芳一類似譚





耳飾りの次は耳。この男はまた、妙なものをねだる。
みな青ざめているけれど、これはただの言葉の綾だ。

「言いたいことがあるのでしょう。構わないからこちらへ」

ざわめきを断ち切る冷めた声で言い放つと、誰もが不満を口の中で繰り返しながら、それでもしぶしぶ諾と意志を示した。

もったいぶりながら御簾が持ち上げられ、平身低頭する若い男の姿が見える。

「顔を上げて、早く済ませてください」

わたしの命に従った彼を見て、他には何も見えなくなった。

あなたは……!

わずかに弧を描いたまなざしは、わたしの驚きを予想してのものだった。
背が伸び、声が低くなり、取り巻く環境が変わっても、昔と変わらぬ真っ直ぐな瞳と、芯の強さが現れた口元。

衣擦れの音をさせながら、彼が近づいてきて、すぐ目の前でもう一度深い礼をとる。
話を聞くだけならば、この距離で十分。けれど、

「……望みは『耳』なのでしょう?もっと、こちらへ」

着物どうしが触れ合うほどに近づき、「では、お耳を」と右側に回られると、気配が一段と濃くなった。

熱い吐息とともに囁かれたのは、とても懐かしくやさしく、身分など関係なくこの人にしか許していない言葉。
それは長い間沈黙を続けてきたわたしの心を、高らかに鳴らした。
間近で見つめる瞳は、あの頃と変わらず、わたしだけを映して揺れている。

「あなたになら、両耳を切り取って差し上げたって構わないのに。わたしのすべてを望んではくださらないの?」

「もう私には、姫さまをいただけるような身分はありません。
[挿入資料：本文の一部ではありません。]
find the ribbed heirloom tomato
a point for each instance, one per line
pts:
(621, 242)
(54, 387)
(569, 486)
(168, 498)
こうして、ただ一度想いをお伝えできれば十分です」

「だったら、もう生きている甲斐などありません」

彼はそっと抱き締めるように、自分の胸に手を添えた。

「生きてください。これからどのように生きられても、どなたに嫁がれても、いちばん大事なものは、十年以上も昔にいただいておりますから」


褒美によって、吐息が届くほど近づくことができたけれど、それでもわたしの瞳に浮かぶ涙を、拭ってもらうことすらできない。
あまりに隔たった距離に、わたしは絶望したというのに、彼の心はそれでも変わらなかった。
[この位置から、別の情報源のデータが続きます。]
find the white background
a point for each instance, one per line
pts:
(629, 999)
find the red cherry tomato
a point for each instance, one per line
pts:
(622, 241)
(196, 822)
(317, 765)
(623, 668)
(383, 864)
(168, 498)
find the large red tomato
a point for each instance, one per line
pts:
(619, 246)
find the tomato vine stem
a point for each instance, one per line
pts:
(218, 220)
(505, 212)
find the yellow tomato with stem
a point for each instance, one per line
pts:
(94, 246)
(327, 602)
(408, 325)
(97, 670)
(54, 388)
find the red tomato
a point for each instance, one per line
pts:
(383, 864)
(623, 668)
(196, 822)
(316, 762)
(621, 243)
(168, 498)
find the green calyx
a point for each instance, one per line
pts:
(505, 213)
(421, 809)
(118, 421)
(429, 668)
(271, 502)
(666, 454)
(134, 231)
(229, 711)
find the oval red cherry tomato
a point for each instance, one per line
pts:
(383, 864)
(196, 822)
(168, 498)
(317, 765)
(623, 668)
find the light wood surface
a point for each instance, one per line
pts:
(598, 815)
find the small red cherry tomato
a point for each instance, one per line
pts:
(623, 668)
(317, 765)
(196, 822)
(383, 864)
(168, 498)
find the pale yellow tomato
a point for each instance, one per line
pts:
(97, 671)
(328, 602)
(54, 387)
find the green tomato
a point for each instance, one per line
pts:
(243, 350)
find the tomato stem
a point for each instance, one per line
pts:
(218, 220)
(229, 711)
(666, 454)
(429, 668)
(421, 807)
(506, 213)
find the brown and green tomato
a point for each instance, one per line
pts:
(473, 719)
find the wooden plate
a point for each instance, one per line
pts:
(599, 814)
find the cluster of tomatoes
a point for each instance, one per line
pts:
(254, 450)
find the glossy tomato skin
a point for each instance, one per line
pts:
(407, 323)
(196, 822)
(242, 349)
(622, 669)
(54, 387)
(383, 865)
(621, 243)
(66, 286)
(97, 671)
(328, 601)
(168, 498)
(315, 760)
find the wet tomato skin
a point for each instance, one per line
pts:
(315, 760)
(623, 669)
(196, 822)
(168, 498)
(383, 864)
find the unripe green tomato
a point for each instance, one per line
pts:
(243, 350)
長いやり取りを不審に思ったざわめきに気づいて、彼は静かに離れる。
腰元で、あのすずやかな音が鳴った。

下げられていく御簾の隙間から、切実な声が滑り込む。

「望む形ではなくなりましたが、お側におります。ずっと」

褒美を与えるのは、わたしだったはずなのに……。




何かを問う声や、罵詈雑言、わたしを呼ぶ声もあったけれど、それらはまるで蝉時雨のようにただの景色に溶けた。

わたしの心には、残された約束と彼の少しだけ擦るような歩みに寄り添って揺れる耳飾りの音以外、届かなかった。